Retirement Accounts

Retirement Accounts

The Basics

The best time to plan for the future? Right now, while you're still earning income. Don't let your retirement dreams fizzle out from poor planning. Start savings now, and relax during your golden years.

We offer Traditional and Roth IRAs, depending on your financial situation. And for your kids looking to go to college one day, we offer Coverdell educational savings accounts, another tax-advantaged* way to save.

  • Tax-advantaged* way to save for retirement
  • Choose between Traditional and Roth
  • No set up or annual fees
  • $5,500 annual contribution limit
  • $1,000 "catch-up" contribution allowed for ages 50+
  • Choose from 6-60 month terms
  • $25 minimum opening deposit required for an IRA share
  • $500 minimum opening deposit required for an IRA certificate
  • Your savings are Federally insured up to $250,000 by NCUA

*Consult a tax advisor.

View our current rates.

Traditional vs. Roth

Traditional IRA

  • No income limits to open
  • No minimum contribution required in any year
  • Contributions are tax deductible on state and federal income tax*
  • Earnings are tax deferred until withdrawal
  • Withdrawals may begin at age 59½
  • Early withdrawals subject to penalty**
  • Mandatory withdrawals at age 70½

Roth IRA

  • Income limits to be met before contributing to a Roth IRA
  • Contributions are NOT tax deductible
  • Earnings are 100% tax and penalty free upon withdrawal*
  • Original contributions can be withdrawn tax and penalty free anytime for any reason
  • Early withdrawal of earnings on contributions may be tax and penalty free**
  • No mandatory distribution age
  • No age limit on making contributions as long as you have earned income
  • All withdrawals are tax free if you are over 59 ½*

*Subject to certain conditions. Consult a tax advisor.
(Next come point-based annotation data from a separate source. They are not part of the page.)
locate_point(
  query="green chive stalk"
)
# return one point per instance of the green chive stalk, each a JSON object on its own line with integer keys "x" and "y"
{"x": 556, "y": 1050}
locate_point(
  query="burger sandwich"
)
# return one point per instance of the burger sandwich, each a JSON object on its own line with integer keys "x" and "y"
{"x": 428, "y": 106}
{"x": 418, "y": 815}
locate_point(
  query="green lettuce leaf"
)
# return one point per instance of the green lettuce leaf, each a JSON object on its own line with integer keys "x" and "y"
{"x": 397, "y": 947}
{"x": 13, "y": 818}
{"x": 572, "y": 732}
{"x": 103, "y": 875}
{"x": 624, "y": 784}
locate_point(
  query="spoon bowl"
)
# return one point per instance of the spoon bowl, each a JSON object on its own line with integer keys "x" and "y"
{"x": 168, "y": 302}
** Based on having the ROTH for 5 years or longer and being disabled or purchasing a first home. Consult a tax advisor.

Coverdell

A Coverdell ESA is a trust or custodial account set up for the purpose of paying the qualified education expenses of the designated beneficiary. Formerly called an Education IRA, the Coverdell ESA allows money to grow tax deferred.

  • Distributions are tax-free if used for qualified higher education expenses or qualified elementary and secondary education expenses
  • Qualified expenses are expenses required for the enrollment or attendance of the designated beneficiary at an eligible educational institution. Expenses include tuition, books, uniform, etc.
  • Total maximum contribution per year for any single beneficiary is $2,000
  • The contribution is made before the beneficiary reaches age 18, unless the beneficiary is a special needs beneficiary
  • The balance in the account generally must be distributed within 30 days after the earlier of the following events
  • The beneficiary reaches age 30, unless the beneficiary is a special needs beneficiary
  • The beneficiary's death.

*Above Subject to certain conditions. Consult a tax advisor.